Each function pointer has an associated boolean value allowing you to check if a function has been loaded at run time. The function accesses a corresponding global boolean that is set when load_with is called, so there shouldn't be much overhead.

if gl::Viewport::is_loaded() {
    // do something...
}

The global and struct generators will attempt to use fallbacks functions when they are available. For example, if glGenFramebuffers cannot be loaded it will also attempt to load glGenFramebuffersEXT as a fallback.

If you need a specific version of OpenGL, or you need a different API (OpenGL ES, EGL, WGL, GLX), or if you need certain extensions, you should use the gl_generator plugin instead.

See gfx_gl for an example of using a custom gfx-rs loader for a project.

Add this to your Cargo.toml:

[build-dependencies]
gl_generator = "*"

[dependencies]
gl_common = "*"

Under the [package] section, add:

build = "build.rs"

Create a build.rs to pull your specific version/API:

extern crate gl_generator;    // <-- this is your build dependency
extern crate khronos_api;    // included by gl_generator

use std::os;
use std::old_io::File;

fn main() {
    let dest = Path::new(os::getenv("OUT_DIR").unwrap());

    let mut file = File::create(&dest.join("gl_bindings.rs")).unwrap();

    // This generates bindsings for OpenGL ES v3.1
    gl_generator::generate_bindings(gl_generator::GlobalGenerator,
                                    gl_generator::registry::Ns::Gles2,
                                    khronos_api::GL_XML,
                                    vec![],
                                    "3.1", "core", &mut file).unwrap();
}

Then use it like this:

mod gles {
    include!(concat!(env!("OUT_DIR"), "/gl_bindings.rs"));
}

/*
 * Simple loading example
 */
fn main() {
    // Assuming window is GLFW, initialized, and made current
    gles::load_with(|s| window.get_proc_address(s));
}

The build.rs file will generate all the OpenGL functions in a file named, gl_bindings.rs plus all enumerations, and all types in the types submodule.

• The type of loader to generate. Can be gl_generator::StaticGenerator, gl_generator::StaticStructGenerator, gl_generator::StructGenerator, or gl_generator::GlobalGenerator.
• The API to generate.

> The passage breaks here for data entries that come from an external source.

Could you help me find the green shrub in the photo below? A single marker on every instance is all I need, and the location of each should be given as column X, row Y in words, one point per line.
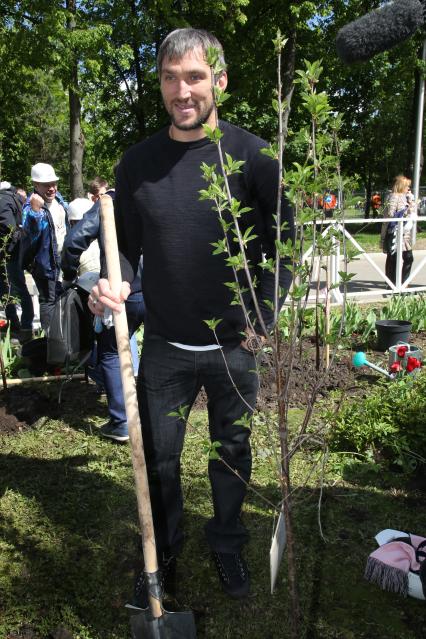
column 389, row 423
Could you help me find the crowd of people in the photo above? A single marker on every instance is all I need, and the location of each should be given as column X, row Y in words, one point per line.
column 159, row 214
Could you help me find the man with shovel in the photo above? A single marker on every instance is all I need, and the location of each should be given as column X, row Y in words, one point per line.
column 159, row 213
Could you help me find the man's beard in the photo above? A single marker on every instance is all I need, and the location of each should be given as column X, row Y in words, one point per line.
column 197, row 124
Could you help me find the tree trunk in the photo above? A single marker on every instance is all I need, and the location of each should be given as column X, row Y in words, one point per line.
column 139, row 110
column 368, row 195
column 289, row 59
column 76, row 134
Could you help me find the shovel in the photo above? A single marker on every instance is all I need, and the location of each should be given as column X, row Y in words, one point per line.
column 154, row 622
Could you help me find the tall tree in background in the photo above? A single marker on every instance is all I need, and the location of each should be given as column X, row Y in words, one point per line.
column 76, row 133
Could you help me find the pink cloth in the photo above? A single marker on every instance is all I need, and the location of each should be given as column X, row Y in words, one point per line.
column 399, row 554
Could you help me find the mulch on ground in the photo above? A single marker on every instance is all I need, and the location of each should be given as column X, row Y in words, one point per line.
column 22, row 406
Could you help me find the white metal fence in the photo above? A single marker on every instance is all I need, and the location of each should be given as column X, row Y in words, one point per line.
column 336, row 260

Can be Gl, Gles1, Gles2 (GLES 2 or 3), Wgl, Glx, Egl.
• The file which contains the bindings to parse. Can be GL_XML (for GL and GL ES), GLX_XML, WGL_XML, EGL_XML.
• Extra extensions to include in the bindings. These are specified as a list of strings.
• The requested API version. This is usually in the form "major.minor".
• The GL profile. Can be either "core" or "compatibility". "core" will only include all functions supported by the requested version it self, while "compatibility" will include all the functions from previous versions as well.

The global generator is the one used by default by the gl crate. See above for more details.

The struct generator is a cleaner alternative to the global generator.

The main difference is that you must call gl::Gl::load_with instead of gl::load_with, and this functions returns a struct of type Gl. The OpenGL functions are not static functions but member functions in this Gl struct. This is important when the GL functions are associated with the current context, as is true on Windows.

The enumerations and types are still static and available in a similar way as in the global generator.

The static generator generates plain old bindings. You don't need to load the functions.

This generator should only be used only if the platform you are compiling for is guaranteed to support the requested API. Otherwise you will get a compilation error. For example, you can use it for WGL and OpenGL 1.1 on Windows or GLX and OpenGL 1.3 on Linux, because Windows and Linux are guanteed to provide implementations for these APIs.

You will need to manually provide the linkage. For example to use WGL or OpenGL 1.1 on Windows, you will need to add #[link="OpenGL32.lib"] extern {} somewhere in your code.

The gl_generator crate is extensible. This is a niche feature useful only in very rare cases. To create a custom generator, create a new plugin crate which depends on gl_generator. Then, implement the gl_generator::Generator trait and in your plugin registrar, register a function which calls gl_generator::generate_bindings with your custom generator and its name.